Bill Denbrough, según el expediente de la Fiscalía, era el escritor favorito del hijo del señor Ramírez, un aspirante a escritor de novelas de misterio, quien por rutina solía caminar en el Parque Metropolitano. Aprovechaba los meses de invierno, que despertaban la naturaleza esquelética de los árboles sin hojas. El aspirante a novelista había dejado una novela inconclusa, que David había solicitado leer. El gurú quería descifrar alguna clave dejada por el chico. —Señor Ramírez, buenos días. ¿Ha traído la novela de su hijo?
—Sí, pero me ha tomado tiempo recuperarla de su computador. Comprenda que no es nada fácil para un padre sumergirse en los secretos de un hijo.

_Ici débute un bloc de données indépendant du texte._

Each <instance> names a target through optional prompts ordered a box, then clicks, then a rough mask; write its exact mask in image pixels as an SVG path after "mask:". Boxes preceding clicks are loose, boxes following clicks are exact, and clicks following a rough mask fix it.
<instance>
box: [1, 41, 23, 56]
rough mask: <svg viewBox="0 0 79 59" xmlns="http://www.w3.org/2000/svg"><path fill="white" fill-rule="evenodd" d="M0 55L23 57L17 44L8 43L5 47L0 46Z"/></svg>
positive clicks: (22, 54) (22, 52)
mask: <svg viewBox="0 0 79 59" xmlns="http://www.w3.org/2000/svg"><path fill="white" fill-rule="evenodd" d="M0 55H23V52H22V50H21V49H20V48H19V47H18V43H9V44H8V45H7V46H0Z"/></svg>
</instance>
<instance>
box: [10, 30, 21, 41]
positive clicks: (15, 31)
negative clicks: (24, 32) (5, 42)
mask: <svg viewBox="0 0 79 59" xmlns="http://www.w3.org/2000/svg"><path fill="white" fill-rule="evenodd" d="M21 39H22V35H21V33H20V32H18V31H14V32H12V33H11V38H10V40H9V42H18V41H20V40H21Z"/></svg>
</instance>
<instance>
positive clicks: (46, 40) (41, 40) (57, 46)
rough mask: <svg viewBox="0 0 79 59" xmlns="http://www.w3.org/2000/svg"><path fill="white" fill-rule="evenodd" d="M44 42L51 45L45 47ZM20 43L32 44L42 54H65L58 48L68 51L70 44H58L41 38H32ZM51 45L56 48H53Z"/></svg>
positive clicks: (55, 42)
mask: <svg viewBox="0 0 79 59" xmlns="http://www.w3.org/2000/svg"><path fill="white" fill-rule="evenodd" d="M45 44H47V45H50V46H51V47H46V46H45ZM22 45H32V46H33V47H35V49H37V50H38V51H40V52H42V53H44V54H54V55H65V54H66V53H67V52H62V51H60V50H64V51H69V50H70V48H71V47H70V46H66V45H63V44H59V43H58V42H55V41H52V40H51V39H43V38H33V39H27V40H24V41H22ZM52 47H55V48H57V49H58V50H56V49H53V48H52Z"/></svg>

Bill Denbrough, selon l’enquête publique [au fait, c'est pas « dossier » ?] du Ministère, était l'écrivain préféré du fils de monsieur Ramírez, qui avait des velléités d'écrire des romans policiers, et qui avait [on a besoin de tout ça ?] l'habitude de se promener dans le Parc Métropolitain.
Il profitait des mois d'hiver, qui réveillaient la nature squelettique des arbres sans feuilles. L'aspirant romancier avait laissé un roman inachevé, que David avait demandé à lire. Le gourou voulait déchiffrer des indices livrés par le garçon.
— Bonjour, monsieur Ramírez. Avez-vous apporté le roman de votre fils ?
— Oui, mais il m'a fallu du temps pour l'extraire de son ordinateur. Vous comprenez qu'il n'est pas facile pour un père de plonger dans les secrets d'un enfant.

Hadjer Bouzid a dit…

Bill Denbrough, selon le dossier du Ministère, était l'écrivain préféré du fils de monsieur Ramírez, qui avait des velléités d'écrire des romans policiers, avait l'habitude de se promener dans le Parc Métropolitain.
Il profitait des mois d'hiver, qui réveillaient la nature squelettique des arbres sans feuilles. L'aspirant romancier avait laissé un roman inachevé, que David avait demandé à lire. Le gourou voulait déchiffrer des indices livrés par le garçon.
— Bonjour, monsieur Ramírez. Avez-vous apporté le roman de votre fils ?
— Oui, mais il m'a fallu du temps pour l'extraire de son ordinateur. Vous comprenez qu'il n'est pas facile pour un père de plonger dans les secrets d'un enfant.

Tradabordo a dit…

Bill Denbrough, selon le dossier du Ministère, était l'écrivain préféré du fils de monsieur Ramírez, qui avait des velléités d'écrire des romans policiers et l'habitude de se promener dans le Parc Métropolitain.
Il profitait des mois d'hiver, qui réveillaient la nature squelettique des arbres sans feuilles. L'aspirant romancier avait laissé un roman inachevé, que David avait demandé à lire. Le gourou voulait déchiffrer des indices livrés par le garçon.
— Bonjour, monsieur Ramírez. Avez-vous apporté le roman de votre fils ?
— Oui, mais il m'a fallu du temps pour l'extraire de son ordinateur. Vous comprenez qu'il n'est pas facile pour un père de plonger dans les secrets d'un enfant.

J'ai fait une petite modif au début et c'est OK.